Hi all, I have multiple pdf templates which have different templates. When I have the read with PDF, it difficult to use regex since it all in a line
for example:
PDF1
1a. Nama Kantor : Dewi Pancar Sdn Bhd. US DOLLAR 15,574.0000
PDF2
3a. Nama Kantor : Dewi. Pancar Sdn Bhd US DOLLAR 15,574.0000
PDF3
Nama Kantor : Dewi Pancar Sdn. Bhd. US DOLLAR 15,574.0000
my current regex in the data table = (?<=1a.\s+Nama\s+Kantor\s+:\s+).+ which will read the whole line.
may i get help on this. Thank you
Anil_G
(Anil Gorthi)
December 17, 2024, 4:40am
2
@Binti_Sulaiman_Nurulain_A
May I know if you need each value to be separated into different firlds
If yes…as always last is number extract the number first …regex - [\d,]+\.\d+
Then it looks like the country names comes so split with dpace and get only the last word str.Trim.split(" "c).Last
Then whole of remaining part looks like the name …so can get that
Cheers
Yes sir, i only need the information of “Dewi… Bhd” only and excluded the US DOLLAR 15,574.0000
if its in data table what should i put my value
Anil_G
(Anil Gorthi)
December 17, 2024, 6:13am
4
@Binti_Sulaiman_Nurulain_A
Try this
(?<=Nama\s+Kantor\s+\:).*(?=\s+\w+\s+\w+\s+[\d,]+\.\d*)
Cheers
@Binti_Sulaiman_Nurulain_A
you can use below regex
(?<=Nama\sKantor\s:\s)(.*)(?=\s+US)
before using this as direct values use one assign activity and store output of this regex then you can that variable in datatable
1 Like
Thanks sir, its worked
may i know if the information we need is repeated in the PDF what should i do for the regex? same condition as above as well.
For example, i need to extract the information of all below, but the nama is the same and multiple.
PDF1
Vendor
1a. Nama : Dewi Pancar Sdn Bhd US DOLLAR 15,574.0000
Entity
2a. Nama : Seri Dinamik Sdn Bhd
PDF2
Vendor
1a. Nama : Dewi Pancar Sdn Bhd. US DOLLAR 15,574.0000
Entity
2a. Nama : Seri. Dinamik Sdn. Bhd.
Thank you sir
Anil_G
(Anil Gorthi)
December 18, 2024, 3:35am
7
@Binti_Sulaiman_Nurulain_A
For each type you need to use a separate regex…here you dont have a following number and dollar so use only nama as anchor and get the value
Cheers
yes sir, but some of the pdfs there is some included, some are not. meaning the number is there, if there is more information.

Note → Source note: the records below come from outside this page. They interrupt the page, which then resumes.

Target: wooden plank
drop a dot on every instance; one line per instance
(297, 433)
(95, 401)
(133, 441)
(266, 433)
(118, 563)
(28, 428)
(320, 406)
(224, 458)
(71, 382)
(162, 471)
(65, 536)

I afraid if i put the nama only, it will read wrongly. so i was thinking to include in the number as well.
Do you have any advice on this.
Thank you
Anil_G
(Anil Gorthi)
December 18, 2024, 3:51am
9
@Binti_Sulaiman_Nurulain_A
Then first extract full line with using only nama as in the regex…
Then verify if there is us dollar and number…if yea then remove them if no …leave it as is.
For the above one regex might not suite so a little logic of extracting whole and then checking for extra values is needed
Cheers
system
(system)
Closed
December 21, 2024, 3:52am
10
This topic was automatically closed 3 days after the last reply. New replies are no longer allowed.